Le « quoi qu’il en coûte », bien que non éternel, coût cher. Très cher. Au gré des pertes d’activité, des confinements et des fermetures, le gouvernement a avancé ses pions et sorties le chéquier pour aligner des aides aux entreprises. Deuxième confinement oblige, les aides se sont à nouveau intensifiées ces dernières semaines. Au total, les aides devraient pousser le déficit à 8,5 % du PIB en 2021.

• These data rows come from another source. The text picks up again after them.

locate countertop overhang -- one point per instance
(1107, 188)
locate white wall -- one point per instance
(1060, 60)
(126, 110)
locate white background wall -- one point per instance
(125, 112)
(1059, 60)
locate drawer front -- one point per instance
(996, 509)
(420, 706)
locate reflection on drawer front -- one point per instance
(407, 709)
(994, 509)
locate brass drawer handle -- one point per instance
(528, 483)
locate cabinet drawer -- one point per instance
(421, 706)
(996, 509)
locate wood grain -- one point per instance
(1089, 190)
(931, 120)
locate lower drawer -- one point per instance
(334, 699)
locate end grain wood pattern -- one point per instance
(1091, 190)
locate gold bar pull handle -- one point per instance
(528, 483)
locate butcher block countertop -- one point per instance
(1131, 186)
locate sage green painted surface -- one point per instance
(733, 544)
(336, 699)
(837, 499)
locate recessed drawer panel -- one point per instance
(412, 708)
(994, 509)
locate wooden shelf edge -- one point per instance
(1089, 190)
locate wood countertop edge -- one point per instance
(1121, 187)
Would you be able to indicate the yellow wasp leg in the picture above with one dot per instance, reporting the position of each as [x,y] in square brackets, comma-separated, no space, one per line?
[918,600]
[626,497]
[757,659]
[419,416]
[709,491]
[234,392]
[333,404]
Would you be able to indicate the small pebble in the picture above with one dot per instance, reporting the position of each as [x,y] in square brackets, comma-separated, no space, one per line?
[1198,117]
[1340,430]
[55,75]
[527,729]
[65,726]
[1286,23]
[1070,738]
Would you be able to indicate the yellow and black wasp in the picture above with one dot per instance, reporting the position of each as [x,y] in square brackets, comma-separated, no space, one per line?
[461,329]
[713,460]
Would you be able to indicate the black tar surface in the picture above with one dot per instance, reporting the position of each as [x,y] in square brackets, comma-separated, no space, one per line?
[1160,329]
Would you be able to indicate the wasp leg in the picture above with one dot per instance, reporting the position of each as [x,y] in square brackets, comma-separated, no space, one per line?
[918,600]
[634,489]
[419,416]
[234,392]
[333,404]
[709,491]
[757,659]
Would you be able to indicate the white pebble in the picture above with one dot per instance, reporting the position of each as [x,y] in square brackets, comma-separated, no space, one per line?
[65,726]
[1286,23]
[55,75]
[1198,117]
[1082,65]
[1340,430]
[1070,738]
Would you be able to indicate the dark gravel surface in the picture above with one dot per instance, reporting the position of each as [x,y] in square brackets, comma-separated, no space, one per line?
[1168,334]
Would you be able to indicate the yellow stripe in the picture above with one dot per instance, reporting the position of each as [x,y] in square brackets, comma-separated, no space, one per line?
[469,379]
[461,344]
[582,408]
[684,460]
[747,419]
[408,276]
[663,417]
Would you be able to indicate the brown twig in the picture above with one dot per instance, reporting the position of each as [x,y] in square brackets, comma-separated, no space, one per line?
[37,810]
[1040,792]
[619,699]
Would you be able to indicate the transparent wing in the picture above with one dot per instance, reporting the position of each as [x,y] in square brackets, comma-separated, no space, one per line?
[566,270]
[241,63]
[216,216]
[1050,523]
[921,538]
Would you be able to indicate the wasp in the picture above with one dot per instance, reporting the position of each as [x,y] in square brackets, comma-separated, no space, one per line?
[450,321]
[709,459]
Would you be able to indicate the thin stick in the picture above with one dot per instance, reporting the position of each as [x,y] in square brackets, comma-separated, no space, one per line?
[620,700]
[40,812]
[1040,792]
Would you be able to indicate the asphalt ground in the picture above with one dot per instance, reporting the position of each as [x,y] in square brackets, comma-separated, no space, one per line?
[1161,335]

Il était déjà considérable, l’effort financier de l’Etat pour soutenir les entreprises en difficulté et impactées par la crise sanitaire s’est encore accéléré. Décidément, le projet de loi de finances pour 2021 n’en finit plus d’être revu et alourdi. Aux dernières nouvelles donc, ce sont huit milliards d’euros de crédits supplémentaires qui s’ajoute à l’effort publique pour maintenir l’économie et ses acteur·rices à flot. Au total, ce sont environ 20 milliards d’euros, dont les crédits reportés de 2020, qui constituent l’effort total. Conséquence directe, la dette devrait bondir à 122,4 % du PIB en 2021, et le déficit public devrait être poussé jusqu’à 8,5 % du PIB. Bruno Le Maire, le ministre de l’Economie, explique les choix : « Nous poursuivons notre choix stratégique de soutien massif aux entreprises, aux salariés et aux consommateurs, même si nous réorientons les aides vers les secteurs les plus touchés par la crise sanitaire ».

Zoom sur les aides
En parallèle de l’accroissement de ses aides aux entreprises, Bercy a également revu à la baisse ses prévisions pour l’activité, en tablant sur une récession de 11 % sur cette année 2020, et un rebond du PIB de 6 % en 2021.
Dans le détail, pour 2021 donc, l’Etat prévoit de consacrer encore 11 milliards d’euros au financement du chômage partiel. 5 milliards d’euros iront au chômage partiel « traditionnel » et 6,5 milliards d’euros pour le dispositif du chômage partiel de longue durée (APLD). Le fonds de solidarité, qui pour rappel offre aux entreprises en difficulté une aide mensuelle, conditionnée à des pertes de chiffres d’affaires ou à une fermeture administrative, sera doté de 7 milliards d’euros et pourrait durer jusqu’à juin 2021. Un fonds de solidarité que le patron de Bercy a qualifié de « pilier de notre soutien à l’économie ».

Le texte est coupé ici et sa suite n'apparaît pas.